I write this blog post from a cafe in Mammoth Lakes, CA, having just completed the final step in my applying to college, a visit to a ranch out in the White Mountains for an interview. When I embarked on this process, I had no idea how completely Creative Writing would shape my ability to apply to other schools. One of the first essays I wrote, which I will attach below, was from the prompt:
A mathematician and a poet walk into a bar, and strike up a conversation about what they do. As they leave, the poet thinks to himself, alas, I lack the creativity for mathematics. The mathematician thinks alas, I lack the rigor for great poetry. Assuming they are not confused, explain what each party means.
I was, at first, rather dumfounded by how to go about this prompt. In the creative writing department, we deal constantly with esoteric or confusing prompts, and so I did what I know best to do with such an idea: write a story.

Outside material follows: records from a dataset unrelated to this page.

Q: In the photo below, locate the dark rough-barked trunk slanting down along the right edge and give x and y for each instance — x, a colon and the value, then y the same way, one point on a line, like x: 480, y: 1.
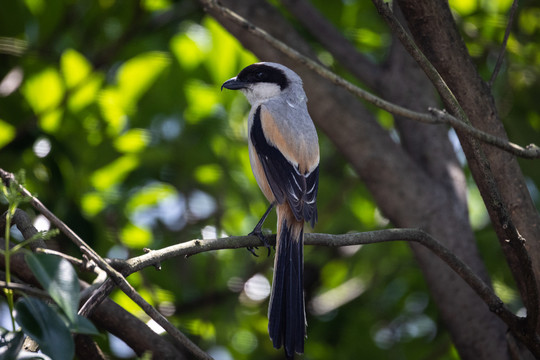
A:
x: 435, y: 32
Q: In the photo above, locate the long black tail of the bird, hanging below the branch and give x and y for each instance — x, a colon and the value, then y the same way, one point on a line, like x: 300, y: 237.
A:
x: 286, y: 313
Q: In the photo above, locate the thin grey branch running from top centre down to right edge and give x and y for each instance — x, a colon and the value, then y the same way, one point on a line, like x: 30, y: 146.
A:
x: 531, y: 152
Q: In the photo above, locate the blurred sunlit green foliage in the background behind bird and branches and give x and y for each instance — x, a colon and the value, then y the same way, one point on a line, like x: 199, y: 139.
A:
x: 115, y: 112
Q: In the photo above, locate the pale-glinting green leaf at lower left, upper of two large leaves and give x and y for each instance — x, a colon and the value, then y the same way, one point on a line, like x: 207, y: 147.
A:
x: 59, y: 279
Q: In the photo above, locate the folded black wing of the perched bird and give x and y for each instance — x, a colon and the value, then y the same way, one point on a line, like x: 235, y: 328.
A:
x: 285, y: 180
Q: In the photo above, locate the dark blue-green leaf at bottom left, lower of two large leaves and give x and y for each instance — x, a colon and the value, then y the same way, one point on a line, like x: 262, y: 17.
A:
x: 46, y: 327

Writing creatively is not just an art we do a few hours a day at SOTA. It’s a way to think about framing the world. To understand what one thinks and develop ideas. Writing allows me to be confident and argue with myself, finding the holes in my own arguments and strengthening my convictions.
I hope you enjoy:
Anne Sexton and Copernicus meet in a dingy pub. Say Sexton sits on an upholstered stool in a white blouse, black hair bouncy, eyes tragic and tired. Brandy in hand, she is writing “Christmas Eve.” From across the room, Copernicus notices from the lines in her face that she’s straining toward precision and clarity. Intrigued, he walks over, trying to appear casual.
Grappa ordered from the bar, one arm casually in Sexton’s space, he asks what she is working on. Annoyed, she pushes the work towards him. He reads the first line:
“Oh sharp diamond, my mother!”
Copernicus is taken aback. The line is strangely compelling. He feels her longing, and wonders how she manipulated his emotions with such subtlety. How did she condense so many ideas? Balance allusion and originality, denotation and connotation? He deals with absolutes and natural law; he has never had to ponder such artistic questions.

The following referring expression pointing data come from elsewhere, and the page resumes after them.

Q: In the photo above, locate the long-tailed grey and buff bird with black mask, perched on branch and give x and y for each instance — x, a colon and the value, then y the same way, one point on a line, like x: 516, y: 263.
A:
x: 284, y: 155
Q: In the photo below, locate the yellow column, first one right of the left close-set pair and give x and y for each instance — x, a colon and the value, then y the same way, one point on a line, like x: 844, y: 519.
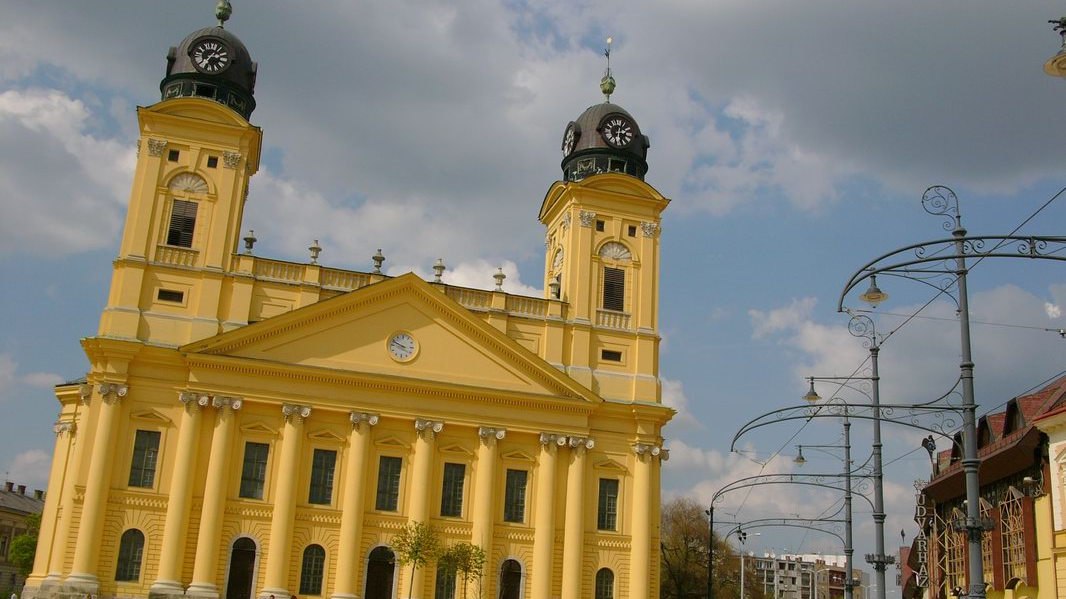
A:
x: 280, y: 547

“Why do you equate your mother with a diamond?” he asks. “Why the ‘Oh’ at the beginning of the line and the exclamation point at the end?”
First of all, Sexton explains, the word “Oh” has a long history as a literary motif signifying tragedy. The comparison of her mother to a sharp diamond adds a quality of hard and cutting beauty. The word “my” introduces a possessive: Sexton’s mother belongs to her. Yet “Mother” is formal and distancing, thus creating tension. The final exclamation point conveys passion, although it could be read as mocking.
Copernicus immediately grasps the rigor and relentless editing required to achieve such density of meaning.
Now Copernicus produces from his bag an early manuscript of On the Revolutions of the Heavenly Spheres, his magnum opus detailing heliocentric theory. He is embarrassed to be sharing an unfinished, unproven work. Still, he shows Sexton his now famous drawing: eight concentric circles, with the sun in the middle.
“This is lovely,” she says looking over the neat Latin script. “How did you know it’s right?”
“Parallax,” he says. “Hold your arm straight in front of you, thumb pointing up. Close one eye and block a beer bottle with your top knuckle at the end of the bar.” She does. “Now switch which eye is open and which is closed, without moving your thumb. Can you see the bottle now?” She does.
“It’s all about perspective. From Earth, yes, everything seems to move around us. But that does not make it true.”
Then he produces his list of formulas to calculate the orbits of other planets. First is d=Dsin𝜃, where d is the orbit of an inferior planet, and D is the earth’s orbit or one AU. Sexton is out of her field of expertise. But as she listens to Copernicus, she understands this work is a thing of beauty. Solving an equation is simple. Creating one—in this case, an equation that presumes Earth as one of eight planets orbiting the sun, and asks the orbital period of each— is the real feat.
The Merriam-Webster dictionary defines imagination as “the act or power of forming a mental image of something not present to the senses or never before wholly perceived in reality.” Sexton’s great subject is herself. Much of what she explores in her poetry has been “present to the senses.” Her job is to ponder, probe, and record. But Copernicus has no concrete perceptions to draw on. Standing on Earth, the ground does not seem to move. He cannot see, even through a telescope, the planets orbiting the sun. He, not Sexton, had to create and define a new perspective, one never “wholly perceived in reality.”
And so Sexton and Copernicus part, each having realized their respective disciplines are not intellectual opposites. Instead, like the circular scale of political ideology, they meet in extremity. Both conjure new meanings by arranging letters and numerals in a precise form, respecting the laws of nature, bringing clarity to the world.